C’est en mai 68 que ce slogan retentissait dans les rues, témoin d’un profond mépris des institutions, même démocratiques. Les événements aux Etats-Unis lui ont donné sans doute une actualité nouvelle, certes dans un sens légèrement différent mais avec d’autant plus de puissance qu’il s’agit du centre d’un pouvoir inégalé à ce jour. Quant à nous qui, modestes citoyens électeurs en France, n’avons guère de prise sur ce qui se déroule si loin, il nous est de ce fait loisible d’y porter un autre regard. Quelle est donc la portée intellectuelle, morale voire spirituelle des élections, bien au-delà de la chose politique, qui leur confère une telle valeur ? Pourquoi y voir le fondement de tout pouvoir légitime de préférence à, par exemple, une sorte de sélection au mérite à inventer ?

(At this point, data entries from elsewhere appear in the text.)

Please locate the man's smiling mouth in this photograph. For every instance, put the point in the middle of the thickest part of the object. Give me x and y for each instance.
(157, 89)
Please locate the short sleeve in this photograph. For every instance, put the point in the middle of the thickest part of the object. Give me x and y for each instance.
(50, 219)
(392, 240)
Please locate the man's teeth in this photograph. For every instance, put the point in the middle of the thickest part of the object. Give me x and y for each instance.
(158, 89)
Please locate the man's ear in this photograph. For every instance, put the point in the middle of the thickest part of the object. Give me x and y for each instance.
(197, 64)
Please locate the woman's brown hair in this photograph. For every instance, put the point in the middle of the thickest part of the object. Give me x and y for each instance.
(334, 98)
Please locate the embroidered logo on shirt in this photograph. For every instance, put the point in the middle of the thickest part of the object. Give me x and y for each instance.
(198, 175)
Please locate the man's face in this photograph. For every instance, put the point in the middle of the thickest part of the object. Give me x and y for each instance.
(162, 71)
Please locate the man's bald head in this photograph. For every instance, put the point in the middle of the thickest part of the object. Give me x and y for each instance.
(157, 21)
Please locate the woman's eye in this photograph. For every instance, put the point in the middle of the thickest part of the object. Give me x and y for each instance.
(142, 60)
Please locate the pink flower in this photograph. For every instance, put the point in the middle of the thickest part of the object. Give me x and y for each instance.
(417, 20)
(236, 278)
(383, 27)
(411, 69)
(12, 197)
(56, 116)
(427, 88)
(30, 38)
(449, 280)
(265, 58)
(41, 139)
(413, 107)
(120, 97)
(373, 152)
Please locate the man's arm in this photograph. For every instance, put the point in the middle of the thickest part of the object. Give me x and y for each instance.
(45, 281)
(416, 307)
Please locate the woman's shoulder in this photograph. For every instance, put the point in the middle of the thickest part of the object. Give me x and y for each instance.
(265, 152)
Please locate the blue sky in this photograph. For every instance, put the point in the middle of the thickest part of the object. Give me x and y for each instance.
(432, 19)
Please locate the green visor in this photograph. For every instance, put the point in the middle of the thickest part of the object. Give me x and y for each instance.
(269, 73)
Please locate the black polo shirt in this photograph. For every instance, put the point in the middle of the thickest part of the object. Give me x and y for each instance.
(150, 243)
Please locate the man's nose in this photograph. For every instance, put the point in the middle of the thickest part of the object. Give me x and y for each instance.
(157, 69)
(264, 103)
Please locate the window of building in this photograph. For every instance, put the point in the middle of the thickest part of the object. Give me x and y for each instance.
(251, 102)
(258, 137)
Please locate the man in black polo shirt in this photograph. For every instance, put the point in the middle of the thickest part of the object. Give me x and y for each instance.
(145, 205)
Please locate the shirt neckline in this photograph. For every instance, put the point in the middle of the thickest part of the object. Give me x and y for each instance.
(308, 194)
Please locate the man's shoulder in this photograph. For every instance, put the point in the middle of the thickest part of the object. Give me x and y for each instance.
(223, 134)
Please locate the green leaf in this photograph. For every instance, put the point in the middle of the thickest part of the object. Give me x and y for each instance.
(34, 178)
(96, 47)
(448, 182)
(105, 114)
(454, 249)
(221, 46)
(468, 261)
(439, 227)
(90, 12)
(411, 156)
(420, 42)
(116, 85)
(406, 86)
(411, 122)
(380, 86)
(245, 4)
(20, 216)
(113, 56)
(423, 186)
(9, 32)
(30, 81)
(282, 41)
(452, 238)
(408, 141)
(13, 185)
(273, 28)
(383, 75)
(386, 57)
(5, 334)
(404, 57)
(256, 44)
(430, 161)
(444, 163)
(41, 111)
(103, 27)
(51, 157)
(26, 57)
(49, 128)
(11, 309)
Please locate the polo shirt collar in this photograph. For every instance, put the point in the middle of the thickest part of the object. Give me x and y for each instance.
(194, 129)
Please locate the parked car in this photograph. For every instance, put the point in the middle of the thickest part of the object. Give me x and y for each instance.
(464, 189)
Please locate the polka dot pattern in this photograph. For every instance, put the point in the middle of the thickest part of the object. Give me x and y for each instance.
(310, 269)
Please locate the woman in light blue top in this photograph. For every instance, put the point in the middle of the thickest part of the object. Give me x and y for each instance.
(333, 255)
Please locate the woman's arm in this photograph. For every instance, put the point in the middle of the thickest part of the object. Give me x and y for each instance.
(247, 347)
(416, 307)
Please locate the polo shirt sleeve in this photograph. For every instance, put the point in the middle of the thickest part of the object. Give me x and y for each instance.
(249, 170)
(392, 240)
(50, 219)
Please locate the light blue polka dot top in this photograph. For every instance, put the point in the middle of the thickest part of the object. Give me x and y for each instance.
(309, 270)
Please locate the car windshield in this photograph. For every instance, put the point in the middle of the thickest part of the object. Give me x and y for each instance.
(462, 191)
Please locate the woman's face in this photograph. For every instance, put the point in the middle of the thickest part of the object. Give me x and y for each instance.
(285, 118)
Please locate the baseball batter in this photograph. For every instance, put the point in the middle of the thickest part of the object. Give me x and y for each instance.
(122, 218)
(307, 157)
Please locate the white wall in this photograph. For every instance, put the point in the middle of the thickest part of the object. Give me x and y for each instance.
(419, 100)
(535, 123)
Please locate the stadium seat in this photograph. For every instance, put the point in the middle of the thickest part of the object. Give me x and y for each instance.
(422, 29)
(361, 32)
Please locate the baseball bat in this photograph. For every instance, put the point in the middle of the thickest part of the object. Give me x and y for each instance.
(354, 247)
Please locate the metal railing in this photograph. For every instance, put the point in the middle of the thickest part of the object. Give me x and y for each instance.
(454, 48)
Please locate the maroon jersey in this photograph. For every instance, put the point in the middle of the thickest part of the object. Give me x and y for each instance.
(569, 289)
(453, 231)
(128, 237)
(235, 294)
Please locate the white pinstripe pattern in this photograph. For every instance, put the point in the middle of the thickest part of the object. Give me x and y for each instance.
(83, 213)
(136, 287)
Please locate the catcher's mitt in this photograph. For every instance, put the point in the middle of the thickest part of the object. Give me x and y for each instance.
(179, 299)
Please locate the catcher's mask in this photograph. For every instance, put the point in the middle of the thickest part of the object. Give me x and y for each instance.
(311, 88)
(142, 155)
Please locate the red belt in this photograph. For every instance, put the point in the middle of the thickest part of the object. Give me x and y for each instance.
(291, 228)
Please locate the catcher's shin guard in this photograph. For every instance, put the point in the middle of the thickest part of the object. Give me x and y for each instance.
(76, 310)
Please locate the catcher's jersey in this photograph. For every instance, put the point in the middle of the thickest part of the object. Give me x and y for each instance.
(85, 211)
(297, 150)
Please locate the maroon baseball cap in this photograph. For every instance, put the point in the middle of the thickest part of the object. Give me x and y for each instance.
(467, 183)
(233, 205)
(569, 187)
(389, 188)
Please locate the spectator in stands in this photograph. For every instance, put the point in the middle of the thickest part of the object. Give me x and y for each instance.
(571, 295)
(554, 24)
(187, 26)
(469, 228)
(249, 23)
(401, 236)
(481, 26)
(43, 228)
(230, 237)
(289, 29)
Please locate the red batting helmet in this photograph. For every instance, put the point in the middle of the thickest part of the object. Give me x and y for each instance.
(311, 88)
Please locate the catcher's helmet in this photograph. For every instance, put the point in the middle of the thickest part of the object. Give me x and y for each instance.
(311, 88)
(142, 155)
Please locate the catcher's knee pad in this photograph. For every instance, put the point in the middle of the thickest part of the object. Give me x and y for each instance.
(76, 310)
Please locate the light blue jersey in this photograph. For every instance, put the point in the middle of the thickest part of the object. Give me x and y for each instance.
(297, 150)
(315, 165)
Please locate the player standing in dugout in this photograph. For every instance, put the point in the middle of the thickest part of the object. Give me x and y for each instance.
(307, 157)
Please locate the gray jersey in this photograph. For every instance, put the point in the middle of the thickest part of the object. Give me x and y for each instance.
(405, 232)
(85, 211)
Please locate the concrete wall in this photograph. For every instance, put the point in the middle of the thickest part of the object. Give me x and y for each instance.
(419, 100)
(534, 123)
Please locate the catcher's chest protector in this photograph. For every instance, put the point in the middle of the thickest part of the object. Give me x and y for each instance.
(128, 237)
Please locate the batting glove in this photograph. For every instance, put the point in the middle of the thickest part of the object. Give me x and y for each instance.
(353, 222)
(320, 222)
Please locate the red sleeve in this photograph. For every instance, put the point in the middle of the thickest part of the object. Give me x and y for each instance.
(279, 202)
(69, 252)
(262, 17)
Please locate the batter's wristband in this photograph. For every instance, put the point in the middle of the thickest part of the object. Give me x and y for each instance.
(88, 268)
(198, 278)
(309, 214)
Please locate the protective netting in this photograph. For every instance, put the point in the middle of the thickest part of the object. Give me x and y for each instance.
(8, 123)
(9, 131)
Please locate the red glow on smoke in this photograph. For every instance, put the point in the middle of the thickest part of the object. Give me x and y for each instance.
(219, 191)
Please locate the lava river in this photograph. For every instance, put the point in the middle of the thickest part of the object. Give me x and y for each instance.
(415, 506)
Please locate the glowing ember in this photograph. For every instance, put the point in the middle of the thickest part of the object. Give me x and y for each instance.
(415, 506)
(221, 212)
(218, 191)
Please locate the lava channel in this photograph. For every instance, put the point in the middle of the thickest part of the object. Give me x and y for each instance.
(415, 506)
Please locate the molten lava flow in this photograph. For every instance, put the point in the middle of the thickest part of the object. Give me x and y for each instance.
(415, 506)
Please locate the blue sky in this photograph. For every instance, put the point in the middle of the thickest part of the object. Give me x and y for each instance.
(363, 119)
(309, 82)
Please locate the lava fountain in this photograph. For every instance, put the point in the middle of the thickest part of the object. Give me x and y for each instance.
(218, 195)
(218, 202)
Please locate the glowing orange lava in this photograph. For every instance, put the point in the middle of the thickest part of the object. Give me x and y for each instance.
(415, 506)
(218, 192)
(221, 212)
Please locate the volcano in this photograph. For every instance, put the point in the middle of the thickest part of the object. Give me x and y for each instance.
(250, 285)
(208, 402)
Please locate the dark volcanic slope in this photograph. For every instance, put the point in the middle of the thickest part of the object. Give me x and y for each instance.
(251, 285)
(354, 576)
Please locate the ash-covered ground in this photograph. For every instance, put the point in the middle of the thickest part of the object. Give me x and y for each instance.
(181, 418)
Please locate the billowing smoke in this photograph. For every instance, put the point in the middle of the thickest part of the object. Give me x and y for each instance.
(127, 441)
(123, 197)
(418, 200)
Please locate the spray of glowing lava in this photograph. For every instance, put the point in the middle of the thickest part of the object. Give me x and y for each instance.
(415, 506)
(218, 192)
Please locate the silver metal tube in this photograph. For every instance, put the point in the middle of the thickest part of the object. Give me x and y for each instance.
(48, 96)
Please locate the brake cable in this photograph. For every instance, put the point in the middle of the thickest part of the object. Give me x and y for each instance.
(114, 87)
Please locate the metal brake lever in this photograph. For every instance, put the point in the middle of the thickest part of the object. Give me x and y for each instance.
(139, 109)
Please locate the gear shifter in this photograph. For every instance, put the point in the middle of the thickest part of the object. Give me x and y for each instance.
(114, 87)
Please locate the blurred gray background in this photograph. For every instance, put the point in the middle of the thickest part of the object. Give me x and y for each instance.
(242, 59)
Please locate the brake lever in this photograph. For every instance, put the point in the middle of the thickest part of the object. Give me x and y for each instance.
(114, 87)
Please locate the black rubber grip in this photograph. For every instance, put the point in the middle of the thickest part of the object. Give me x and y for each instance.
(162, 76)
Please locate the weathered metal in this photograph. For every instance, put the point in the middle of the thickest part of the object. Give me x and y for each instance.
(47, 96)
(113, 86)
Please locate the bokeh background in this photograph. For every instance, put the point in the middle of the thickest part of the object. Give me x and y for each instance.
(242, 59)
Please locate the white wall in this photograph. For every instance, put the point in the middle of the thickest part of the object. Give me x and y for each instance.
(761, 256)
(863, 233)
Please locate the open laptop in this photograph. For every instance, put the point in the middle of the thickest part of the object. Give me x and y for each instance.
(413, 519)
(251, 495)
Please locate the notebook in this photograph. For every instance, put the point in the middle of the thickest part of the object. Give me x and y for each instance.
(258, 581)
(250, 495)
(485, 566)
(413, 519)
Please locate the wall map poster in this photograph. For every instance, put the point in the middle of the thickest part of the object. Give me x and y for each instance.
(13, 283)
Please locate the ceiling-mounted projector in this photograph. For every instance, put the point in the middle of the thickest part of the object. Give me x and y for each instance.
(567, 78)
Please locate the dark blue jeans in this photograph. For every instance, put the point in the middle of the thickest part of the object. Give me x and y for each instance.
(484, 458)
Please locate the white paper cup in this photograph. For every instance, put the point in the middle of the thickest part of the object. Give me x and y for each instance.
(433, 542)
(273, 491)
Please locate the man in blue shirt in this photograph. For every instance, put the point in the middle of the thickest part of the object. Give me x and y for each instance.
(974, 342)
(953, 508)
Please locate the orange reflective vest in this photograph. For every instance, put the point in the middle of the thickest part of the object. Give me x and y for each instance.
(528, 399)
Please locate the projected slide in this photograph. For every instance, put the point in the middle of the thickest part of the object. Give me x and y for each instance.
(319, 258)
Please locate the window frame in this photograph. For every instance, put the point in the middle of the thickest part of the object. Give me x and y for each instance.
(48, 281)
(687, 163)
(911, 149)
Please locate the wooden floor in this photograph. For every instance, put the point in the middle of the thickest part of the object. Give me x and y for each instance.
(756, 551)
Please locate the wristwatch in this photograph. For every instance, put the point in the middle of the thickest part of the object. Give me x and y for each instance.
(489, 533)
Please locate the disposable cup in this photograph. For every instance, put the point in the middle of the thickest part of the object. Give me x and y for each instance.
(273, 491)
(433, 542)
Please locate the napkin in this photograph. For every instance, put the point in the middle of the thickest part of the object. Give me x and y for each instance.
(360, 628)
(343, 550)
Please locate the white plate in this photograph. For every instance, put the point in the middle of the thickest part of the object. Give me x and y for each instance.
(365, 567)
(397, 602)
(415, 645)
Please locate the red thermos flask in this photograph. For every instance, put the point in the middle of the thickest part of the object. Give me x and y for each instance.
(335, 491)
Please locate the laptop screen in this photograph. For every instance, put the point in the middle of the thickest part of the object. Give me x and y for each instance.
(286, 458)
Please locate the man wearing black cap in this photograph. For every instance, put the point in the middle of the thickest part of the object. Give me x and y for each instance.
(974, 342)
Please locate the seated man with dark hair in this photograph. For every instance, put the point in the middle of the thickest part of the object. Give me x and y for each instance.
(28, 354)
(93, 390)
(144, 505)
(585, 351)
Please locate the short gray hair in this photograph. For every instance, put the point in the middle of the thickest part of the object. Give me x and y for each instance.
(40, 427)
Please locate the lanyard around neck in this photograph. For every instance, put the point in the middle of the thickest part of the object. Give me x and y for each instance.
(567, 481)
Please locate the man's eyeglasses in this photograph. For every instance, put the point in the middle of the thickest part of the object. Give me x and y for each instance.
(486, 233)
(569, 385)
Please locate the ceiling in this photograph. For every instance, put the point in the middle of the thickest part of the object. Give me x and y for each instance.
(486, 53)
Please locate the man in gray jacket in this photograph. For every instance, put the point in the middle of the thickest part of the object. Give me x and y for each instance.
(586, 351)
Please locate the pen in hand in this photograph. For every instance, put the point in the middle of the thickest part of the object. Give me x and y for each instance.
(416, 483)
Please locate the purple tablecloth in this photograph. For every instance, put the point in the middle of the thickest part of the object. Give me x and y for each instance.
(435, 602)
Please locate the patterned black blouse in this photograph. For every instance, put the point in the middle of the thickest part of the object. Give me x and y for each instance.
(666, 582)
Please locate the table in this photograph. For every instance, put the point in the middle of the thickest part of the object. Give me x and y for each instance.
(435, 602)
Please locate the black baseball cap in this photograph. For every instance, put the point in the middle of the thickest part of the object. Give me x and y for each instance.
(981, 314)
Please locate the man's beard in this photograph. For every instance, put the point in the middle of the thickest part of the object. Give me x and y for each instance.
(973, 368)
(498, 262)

Relevons tout d’abord que la notion de vote existe dans les communautés juives, et même dans la tradition juive, aussi loin que la mémoire remonte. Il suffit de se souvenir comment, selon un récit talmudique, Betsalel, l’architecte du Sanctuaire dans le désert, fut choisi pour cette œuvre. Certes, D.ieu le désigna à Moïse mais Il prit soin de préciser qu’il fallait, avant que cette désignation soit effective, qu’il se soumette à l’approbation de la communauté. Et nos Sages d’en déduire : « On ne nomme pas de responsable sans le vote de tous. » C’est du reste une règle que les communautés juives mirent en pratique au cours de l’histoire et jusqu’à nos jours dans leur domaine de compétence.
Si le processus électoral présente un caractère si essentiel, c’est justement parce qu’il incarne une force qui va au-delà des individus. Celui qui est élu cesse, d’une certaine manière, de n’être que lui-même. Ayant reçu l’onction du vote, il incarne la collectivité qui, si elle est composée d’individus, n’en constitue pas moins une entité supérieure. C’est donc investi, plus que d’un rôle, d’une force radicalement nouvelle qu’il prend ses fonctions. A celui qui comprend et assume une telle position, la politique politicienne importe peu. Alors, les élections sont bien loin de trahir, elles révèlent. Et le vainqueur devient le digne guide que chacun attend. C’est là une leçon pour tout pays et pour tout temps ; c’en est une aussi pour apprendre à voir dans le gouvernement ou la conduite des hommes, à quelque niveau que ce soit même le plus humble, une fonction et une voie Divines.